No worrying about bedroom tax here, she had her housing benefit capped in 2013, and has been relocated out of London to cheaper housing by her local council as a result. But there are other worries like how to access drug rehabilitation, how to afford the weekly travel to the jobcentre in order to sign on; and the lifestyle of the other tenants in the hostel which makes it hard for her and her child to feel safe where they’ve been put. Although her son is three, he’s still in pampers and she’s still immersed in the process of weaning him off milk and onto baby food, money is short, in other words. She’s needs to smoke (cigarettes have taken the place of the heroin), and from time to time she also needs a drink (lets call it self-medication). But like I say, money is very short, and well, what about her social worker? How will he or she keep in touch?

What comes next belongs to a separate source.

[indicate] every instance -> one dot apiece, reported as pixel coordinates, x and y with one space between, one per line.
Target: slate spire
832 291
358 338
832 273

The land of opportunity, yeah I get it, this young mother should view her circumstances as an opportunity to pull herself up by the bootstraps, and get on with the business of turning her life around, all by herself. Except that is not what people do initially when, having ticked every legal, moral and political box, the politicians kick back and sigh with satisfaction. Nope what ordinary people do when they experience this kind of upheaval, and these kinds of challenges is panic.